—¿Es verdad lo que me ha dicho fray Jacinto acerca de tu admiración por
El Coyote
?
El niño miró, escandalizado, al fraile, como si le reprochara haber violado un secreto de confesión. Sin embargo, contentó con voz firme:
—Es verdad que
El Coyote
me parece un hombre valiente.
—No se puede negar que es valiente —admitió César, sonriendo—. ¿Te gustaría encontrarte en su lugar?
—Sí.
—No podrías vivir como ahora vives —dijo César.
—Esta vida no es bonita —replicó el niño—. Yo me aburro mucho.
—Eso quiere decir que estudias muy poco —reprendió fray Jacinto.
—Estudia demasiado —dijo Lupe—. Y el tiempo que le queda libre lo emplea en leer libros de toda clase.
—Malo —intervino fray Jacinto—. Los libros de toda clase no son los más apropiados para un niño. Tendremos que revisar tus lecturas.
—Ya lo hará en otra ocasión, fray Jacinto —dijo Lupe, que sabía que muchas de las lecturas del pequeño César hubieran merecido la desaprobación del fraile.
—Si fueras
El Coyote
, tendrías que llevar una doble vida —comentó César de Echagüe.
—¿Por qué? —preguntó, desafiador, su hijo.
—Porque si fueras siempre vestido como
El Coyote
todo el mundo te conocería y entonces no podrías hacer lo que él hace. ¿No es cierto, fray Jacinto?

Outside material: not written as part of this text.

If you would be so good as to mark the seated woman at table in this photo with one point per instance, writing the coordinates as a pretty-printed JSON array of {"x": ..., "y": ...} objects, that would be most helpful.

—Sí, es cierto —replicó el franciscano—.
El Coyote
, a quien yo conozco íntimamente, no es en la vida normal idéntico a cuando viste su disfraz.
—¿Cómo es de verdad? —preguntó el hijo de don César.
—Tan distinto de como tú te lo imaginas que no puede serlo más.
Lupe dirigió una inquieta mirada a César de Echagüe. Éste, comprendiendo sus temores, la tranquilizó con una sonrisa.
—¿Es malo? —siguió preguntando el pequeño.
—No; pero tampoco es un héroe. Los que lo conocen bajo su apariencia de hombre normal le creen incapaz de realizar heroicidades.
—Y así tendrías que ser tú —dijo César a su hijo—. Tendrías que parecer tímido, casi cobarde. ¿Te gustaría?
—Claro —contestó, no muy convencido, el niño.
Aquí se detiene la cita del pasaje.